O GLOBO – 28/10/2018

IGOR MELLO
Os principais temas explorados por notícias falsas tiveram um alcance significativo nas redes durante a reta final da campanha, mostra um estudo feito pela Diretoria de Análises de Políticas Públicas da Fundação Getulio Vargas (FGVDAPP). As notícias sobre fraudes na eleição lideraram a repercussão no Facebook, no Twitter e no YouTube, seguida pela discussão sobre o “kit gay”. Os boatos sobre a confiabilidade da urna eletrônica e supostas fraudes nas eleições monopolizaram as discussões no YouTube.

Vídeos sobre o tema somaram mais de 37,5 milhões de visualizações. No Facebook, 50 links de notícias falsas sobre o assunto superaram 3,3 milhões de interações—soma de curtidas, comentários e compartilhamentos na rede social. Já no Twitter, houve 1,1 milhão de menções ao assunto, segundo os dados compilados pelos pesquisadores.
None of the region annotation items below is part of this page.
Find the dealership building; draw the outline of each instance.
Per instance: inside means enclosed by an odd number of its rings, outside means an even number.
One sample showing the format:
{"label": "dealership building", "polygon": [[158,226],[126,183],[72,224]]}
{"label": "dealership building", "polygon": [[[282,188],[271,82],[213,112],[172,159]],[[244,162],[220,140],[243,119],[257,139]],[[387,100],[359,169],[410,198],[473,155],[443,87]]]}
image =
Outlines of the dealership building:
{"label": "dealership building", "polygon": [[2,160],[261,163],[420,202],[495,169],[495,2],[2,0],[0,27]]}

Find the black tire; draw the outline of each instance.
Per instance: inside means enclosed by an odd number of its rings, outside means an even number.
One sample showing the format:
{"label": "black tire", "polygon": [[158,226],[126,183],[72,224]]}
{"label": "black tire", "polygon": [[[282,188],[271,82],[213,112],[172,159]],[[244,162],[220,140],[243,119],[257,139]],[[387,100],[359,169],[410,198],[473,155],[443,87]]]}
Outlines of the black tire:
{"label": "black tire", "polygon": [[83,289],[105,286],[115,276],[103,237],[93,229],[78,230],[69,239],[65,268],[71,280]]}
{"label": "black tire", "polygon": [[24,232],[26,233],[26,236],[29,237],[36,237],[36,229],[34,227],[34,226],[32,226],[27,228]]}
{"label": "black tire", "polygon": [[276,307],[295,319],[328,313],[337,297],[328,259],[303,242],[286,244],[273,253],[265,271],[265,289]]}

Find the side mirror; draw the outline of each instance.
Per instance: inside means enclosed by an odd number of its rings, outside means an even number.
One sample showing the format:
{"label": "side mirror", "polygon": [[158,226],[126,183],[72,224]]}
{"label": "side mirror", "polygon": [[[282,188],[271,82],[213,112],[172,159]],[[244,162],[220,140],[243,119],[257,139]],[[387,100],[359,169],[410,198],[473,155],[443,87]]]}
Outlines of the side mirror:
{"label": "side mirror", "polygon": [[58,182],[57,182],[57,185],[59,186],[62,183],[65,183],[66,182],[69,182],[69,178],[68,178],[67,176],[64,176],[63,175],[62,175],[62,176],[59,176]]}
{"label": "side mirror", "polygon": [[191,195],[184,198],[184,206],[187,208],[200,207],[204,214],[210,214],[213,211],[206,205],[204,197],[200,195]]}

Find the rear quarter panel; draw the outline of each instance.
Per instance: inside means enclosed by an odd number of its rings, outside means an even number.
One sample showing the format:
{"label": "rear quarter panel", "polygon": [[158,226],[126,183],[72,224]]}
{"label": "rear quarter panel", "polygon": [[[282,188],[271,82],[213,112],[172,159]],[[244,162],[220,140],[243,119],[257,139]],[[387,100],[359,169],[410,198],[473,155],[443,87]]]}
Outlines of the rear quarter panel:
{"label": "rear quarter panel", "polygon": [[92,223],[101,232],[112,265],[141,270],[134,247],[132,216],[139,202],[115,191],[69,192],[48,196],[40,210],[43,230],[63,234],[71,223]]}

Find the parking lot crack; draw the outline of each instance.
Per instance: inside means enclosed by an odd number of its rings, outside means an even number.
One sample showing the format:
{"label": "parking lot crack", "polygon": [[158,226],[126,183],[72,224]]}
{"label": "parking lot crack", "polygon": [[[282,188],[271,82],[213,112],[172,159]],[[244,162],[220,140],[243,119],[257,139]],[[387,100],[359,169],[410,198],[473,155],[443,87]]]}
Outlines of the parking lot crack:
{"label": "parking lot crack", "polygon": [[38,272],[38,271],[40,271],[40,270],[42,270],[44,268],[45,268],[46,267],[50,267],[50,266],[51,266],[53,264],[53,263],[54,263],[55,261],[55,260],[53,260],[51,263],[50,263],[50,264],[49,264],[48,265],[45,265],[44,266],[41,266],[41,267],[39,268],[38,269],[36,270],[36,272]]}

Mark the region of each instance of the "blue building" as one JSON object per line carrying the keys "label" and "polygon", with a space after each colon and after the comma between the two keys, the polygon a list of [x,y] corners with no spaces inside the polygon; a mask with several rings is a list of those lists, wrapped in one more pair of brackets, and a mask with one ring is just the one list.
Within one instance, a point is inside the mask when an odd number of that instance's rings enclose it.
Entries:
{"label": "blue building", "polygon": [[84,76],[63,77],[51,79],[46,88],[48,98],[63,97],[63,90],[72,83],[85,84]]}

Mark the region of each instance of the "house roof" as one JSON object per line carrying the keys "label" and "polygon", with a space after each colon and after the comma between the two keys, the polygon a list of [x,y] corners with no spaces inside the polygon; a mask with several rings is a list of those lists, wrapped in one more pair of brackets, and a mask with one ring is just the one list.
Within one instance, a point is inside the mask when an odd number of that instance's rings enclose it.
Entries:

Os boatos sobre o “kit gay” — suposta distribuição de livros sobre educação sexual para alunos de seis anos —tiveram ampla repercussão no Facebook e no Twitter. No primeiro, houve 2,3 milhões de interações, enquanto no microblog foi mencionado 1 milhão de vezes. Os dois boatos motivaram reações da Justiça Eleitoral. No caso da segurança das eleições, a presidente do Tribunal Superior Eleitoral (TSE), ministra Rosa Weber, convocou uma entrevista coletiva, durante o primeiro turno, para atestar a confiabilidade do sistema eleitoral, diante da avalanche de informações falsas sobre problemas com as urnas eletrônicas ao longo do dia de votação.

CARDÁPIO EXTENSO

Já a questão do “kit gay” motivou uma decisão do ministro Carlos Horbach, do TSE, que determinou a exclusão de vídeos divulgados no Facebook e YouTube por Jair Bolsonaro com acusações sobre a suposta distribuição do material em escolas públicas durante a gestão de Fernando Haddad (PT) à frente do Ministério da Educação. Outros temas frequentes para fake news tiveram repercussão muito menor nas redes. Estão entre eles a história de que a facada em Bolsonaro teria sido uma farsa para ocultar uma cirurgia contra um câncer; as alegações quanto ao conteúdo de um livro escrito por Haddad; ou a mudança da padroeira do Brasil, falsamente atribuída como uma proposta de Bolsonaro.

NOVA ERA

Para Marco Aurélio Ruediger, diretor da FGV-DAPP, a propagação de notícias falsas foi um fator importante para a definição dos campos político-ideológicos que polarizaram a eleição — o petismo e bolsonarismo. Ele afirma ainda que a repercussão desse tipo de informação tomou o espaço do debate propositivo. —Os boatos foram muito utilizados como uma distinção ideológica de um campo em relação ao outro. Tratam de temas de apelo emocional, mais simples de se entender. O que a análise traz de mais interessante é que a circulação muito grande desse tipo de informação falsa toma o espaço de outro tipo de notícia, que seria estratégica para o país. Foi um debate pobre —afirma. As notícias falsas contra Fernando Haddad tiveram repercussão muito maior nas redes sociais do que as que prejudicam Bolsonaro. Segundo Ruediger, isso não significa que a difusão de fake news seja uma exclusividade dos apoiadores do candidato do PSL, mas sim que sua rede de apoio é mais articulada do que a do petista. —Não é que seja um privilégio de Bolsonaro, a esquerda também tem seus ataques mais vulgares para atrair o eleitorado. Nessa conformação, a direita começou a ter mais espaço porque os temas que falam para o eleitorado brasileiro são conservadores, até em função da rejeição ao PT. Um campo utiliza as redes sociais de uma forma muito mais integrada e estratégica que o outro —explica. Ruediger não vê soluções fáceis para coibir de maneira apropriada a difusão de fake news, embora ache que o TSE deveria ter se preparado melhor para lidar com abusos, como o uso ilegal de disparos de mensagens em massa no WhatsApp. Porém, avalia que o cenário deve se manter inalterado após a eleição:

— Não termina nas eleições, acaba virando um elemento do processo político em qualquer país. Isso a que estamos assistindo não vai ser diferente do que veremos para a frente. A época dos marqueteiros e agências de publicidade dos governos é uma coisa do passado.